As the imaging technique produces ever-sharper protein structures, researchers are racing to develop tools to assess how accurate they are. Once derided as ‘blobology’ for its blurry images, cryo-electron microscopy (cryo-EM) is now churning out high-resolution structures of everything from virus particles to enzymes.
The number of cryo-EM images uploaded to the Electron Microscopy Data Bank (EMDB) has boomed from just 8 in 2002 to 1,106 last year the same year the technique won its developers the Nobel Prize in Chemistry.
Quality Of Cryo-EM Images
The quality of cryo-EM images now rivals that of X-ray crystallography, long the dominant technique for solving protein structures. The technique has also succeeded where crystallography has struggled: showing, for instance, how temperature-sensitive ion channels work, characterizing pathological proteins in neurodegenerative disease and detailing how viruses can interact with antibodies.
Consequently, many veteran crystallographers are giving up on crystals and freezing proteins for cryo-EM instead. But, some researchers worry, not everyone knows how to evaluate them, and some are calling for new practices and tools to help them do so.
The surge in cryo-EM is largely a result of better electron detectors and image-processing techniques. But, he says, the field still lacks the kind of standardized tools for producing robust structural models that crystallographers developed as their field matured.
As a result, someone who uses a structure to design mutant versions of a protein to understand its mechanism, or who sees a ligand binding in a poorly defined spot, could end up doing months of failed experiments.
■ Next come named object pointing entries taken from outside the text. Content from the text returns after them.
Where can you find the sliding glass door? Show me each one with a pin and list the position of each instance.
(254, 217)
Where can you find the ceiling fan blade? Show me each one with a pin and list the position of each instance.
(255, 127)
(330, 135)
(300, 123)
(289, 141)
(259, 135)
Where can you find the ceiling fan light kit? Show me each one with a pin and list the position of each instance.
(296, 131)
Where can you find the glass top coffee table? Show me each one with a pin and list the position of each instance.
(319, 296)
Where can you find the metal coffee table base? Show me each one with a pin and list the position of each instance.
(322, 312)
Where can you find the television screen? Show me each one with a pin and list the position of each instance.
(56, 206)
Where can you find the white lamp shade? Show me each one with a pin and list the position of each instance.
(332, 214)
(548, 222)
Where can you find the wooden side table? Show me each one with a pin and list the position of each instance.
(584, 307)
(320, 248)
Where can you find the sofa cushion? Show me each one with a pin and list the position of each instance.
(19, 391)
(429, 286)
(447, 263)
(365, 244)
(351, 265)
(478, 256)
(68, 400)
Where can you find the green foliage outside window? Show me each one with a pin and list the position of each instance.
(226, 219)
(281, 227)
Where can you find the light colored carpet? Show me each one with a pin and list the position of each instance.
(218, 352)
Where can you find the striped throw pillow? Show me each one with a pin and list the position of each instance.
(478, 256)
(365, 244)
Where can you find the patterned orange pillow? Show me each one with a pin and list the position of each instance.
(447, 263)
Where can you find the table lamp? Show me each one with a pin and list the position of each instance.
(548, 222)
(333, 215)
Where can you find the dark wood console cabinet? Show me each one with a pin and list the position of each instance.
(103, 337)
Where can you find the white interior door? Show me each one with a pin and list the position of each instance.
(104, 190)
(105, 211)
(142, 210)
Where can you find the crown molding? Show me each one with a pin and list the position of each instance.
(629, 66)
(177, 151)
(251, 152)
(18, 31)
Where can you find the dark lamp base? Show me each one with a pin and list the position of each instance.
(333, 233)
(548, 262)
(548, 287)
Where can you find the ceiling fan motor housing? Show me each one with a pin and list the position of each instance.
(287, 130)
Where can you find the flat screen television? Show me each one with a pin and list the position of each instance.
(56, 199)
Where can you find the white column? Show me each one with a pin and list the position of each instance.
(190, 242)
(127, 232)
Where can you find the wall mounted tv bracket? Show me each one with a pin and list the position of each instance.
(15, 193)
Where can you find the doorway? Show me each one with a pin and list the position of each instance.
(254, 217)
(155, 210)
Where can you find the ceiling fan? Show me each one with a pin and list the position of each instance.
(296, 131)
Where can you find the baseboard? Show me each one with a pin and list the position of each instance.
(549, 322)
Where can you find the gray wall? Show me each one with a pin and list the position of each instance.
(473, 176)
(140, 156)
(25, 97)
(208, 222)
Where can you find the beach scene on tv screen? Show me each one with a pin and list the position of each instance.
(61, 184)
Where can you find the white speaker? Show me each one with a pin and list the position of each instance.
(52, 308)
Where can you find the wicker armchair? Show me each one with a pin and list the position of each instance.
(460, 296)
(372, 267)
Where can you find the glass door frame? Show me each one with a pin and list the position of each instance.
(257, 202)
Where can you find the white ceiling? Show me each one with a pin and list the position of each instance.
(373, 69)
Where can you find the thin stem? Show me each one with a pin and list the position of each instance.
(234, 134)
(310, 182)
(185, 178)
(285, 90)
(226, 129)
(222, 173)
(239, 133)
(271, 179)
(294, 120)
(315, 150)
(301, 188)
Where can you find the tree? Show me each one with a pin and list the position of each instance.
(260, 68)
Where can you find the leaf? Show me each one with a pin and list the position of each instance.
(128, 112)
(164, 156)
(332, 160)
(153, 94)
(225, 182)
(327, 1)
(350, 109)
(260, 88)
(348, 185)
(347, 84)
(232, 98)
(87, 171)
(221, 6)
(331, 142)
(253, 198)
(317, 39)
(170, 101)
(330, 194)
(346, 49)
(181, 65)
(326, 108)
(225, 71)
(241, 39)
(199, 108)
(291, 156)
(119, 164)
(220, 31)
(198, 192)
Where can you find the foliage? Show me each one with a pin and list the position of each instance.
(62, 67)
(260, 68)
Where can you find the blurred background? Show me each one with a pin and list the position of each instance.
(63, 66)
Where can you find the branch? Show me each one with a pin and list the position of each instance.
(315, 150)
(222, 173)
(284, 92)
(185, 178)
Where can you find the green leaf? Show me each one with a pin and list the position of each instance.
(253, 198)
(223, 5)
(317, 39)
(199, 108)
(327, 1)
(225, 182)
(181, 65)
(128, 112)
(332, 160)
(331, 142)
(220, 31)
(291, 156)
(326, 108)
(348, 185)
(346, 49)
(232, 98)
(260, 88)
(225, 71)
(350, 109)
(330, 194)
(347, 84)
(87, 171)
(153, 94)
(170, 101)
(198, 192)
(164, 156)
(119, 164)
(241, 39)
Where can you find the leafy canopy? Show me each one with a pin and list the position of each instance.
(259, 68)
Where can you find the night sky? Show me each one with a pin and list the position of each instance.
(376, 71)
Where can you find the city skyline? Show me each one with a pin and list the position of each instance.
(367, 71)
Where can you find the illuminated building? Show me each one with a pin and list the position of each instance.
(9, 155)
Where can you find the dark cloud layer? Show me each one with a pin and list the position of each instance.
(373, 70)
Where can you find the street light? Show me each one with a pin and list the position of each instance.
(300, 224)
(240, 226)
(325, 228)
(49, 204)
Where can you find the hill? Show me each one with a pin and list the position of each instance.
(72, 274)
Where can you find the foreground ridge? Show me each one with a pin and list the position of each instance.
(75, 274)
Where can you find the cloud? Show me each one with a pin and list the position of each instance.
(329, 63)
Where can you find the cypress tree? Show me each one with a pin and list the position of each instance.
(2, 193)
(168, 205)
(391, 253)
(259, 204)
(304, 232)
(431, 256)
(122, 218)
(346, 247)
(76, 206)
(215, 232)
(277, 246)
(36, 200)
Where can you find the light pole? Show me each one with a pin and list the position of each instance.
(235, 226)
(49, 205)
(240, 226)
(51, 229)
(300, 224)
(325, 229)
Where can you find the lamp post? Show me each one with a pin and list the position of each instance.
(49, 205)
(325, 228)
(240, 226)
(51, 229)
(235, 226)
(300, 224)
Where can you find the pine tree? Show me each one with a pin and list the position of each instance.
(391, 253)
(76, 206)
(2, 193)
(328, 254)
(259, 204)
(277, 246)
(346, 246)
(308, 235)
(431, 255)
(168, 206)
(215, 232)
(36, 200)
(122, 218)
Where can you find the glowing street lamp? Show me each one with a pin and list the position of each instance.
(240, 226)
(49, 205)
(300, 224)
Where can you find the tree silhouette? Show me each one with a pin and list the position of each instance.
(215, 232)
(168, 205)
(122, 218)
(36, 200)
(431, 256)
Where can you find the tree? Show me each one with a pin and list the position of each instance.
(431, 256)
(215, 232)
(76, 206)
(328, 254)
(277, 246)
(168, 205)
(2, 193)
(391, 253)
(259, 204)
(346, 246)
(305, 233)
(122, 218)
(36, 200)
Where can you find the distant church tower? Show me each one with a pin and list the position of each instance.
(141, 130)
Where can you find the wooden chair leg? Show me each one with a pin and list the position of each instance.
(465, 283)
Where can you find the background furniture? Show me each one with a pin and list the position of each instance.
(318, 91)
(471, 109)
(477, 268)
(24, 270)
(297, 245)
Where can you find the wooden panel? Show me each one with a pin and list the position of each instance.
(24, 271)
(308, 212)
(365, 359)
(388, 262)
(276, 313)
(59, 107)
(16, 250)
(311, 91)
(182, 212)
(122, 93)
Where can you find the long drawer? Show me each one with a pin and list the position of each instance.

Protein structures are often judged by a single factor: resolution, the level of detail a structure shows. That metric is straightforward to ascertain in crystallography, but not in cryo-EM. In crystallography, a highly ordered lattice of tightly packed molecules is rotated through an X-ray beam, and the resolution of the resulting image can be calculated directly from the diffraction patterns made by the deflected photons.
In cryo-EM, proteins and other macromolecular complexes are flash-frozen in a thin layer of water, ideally not much thicker than the protein itself. Irradiating that layer with low-energy electrons produces 2D images of individual particles on the fuzzy detector shadows cast from scattered electrons.
Thousands or even hundreds of thousands of these noisy images are then computationally sorted and reconstructed to create a 3D map. Finally, other types of software fit the protein sequence into the map to create a model. The smaller the object, the noisier the images, so cryo-EM tends to work best for larger structures.
Still, cryo-EM has a long way to go to match practices of crystallography. The fact that data and models need to be validated has to become ingrained in people’s minds, especially as the field attracts many new practitioners who don’t have decades of experience.
Crystallography Captures Proteins
And, of course, some things are fundamentally different: crystallography captures proteins in rigid conformations, whereas cryo-EM can show more natural, and naturally ambiguous, conformations for which people are still developing the language to describe.
Improvements will require better methods, greater consensus, and better practices all of which take time to develop. A validation task force met in September 2010 to develop recommendations.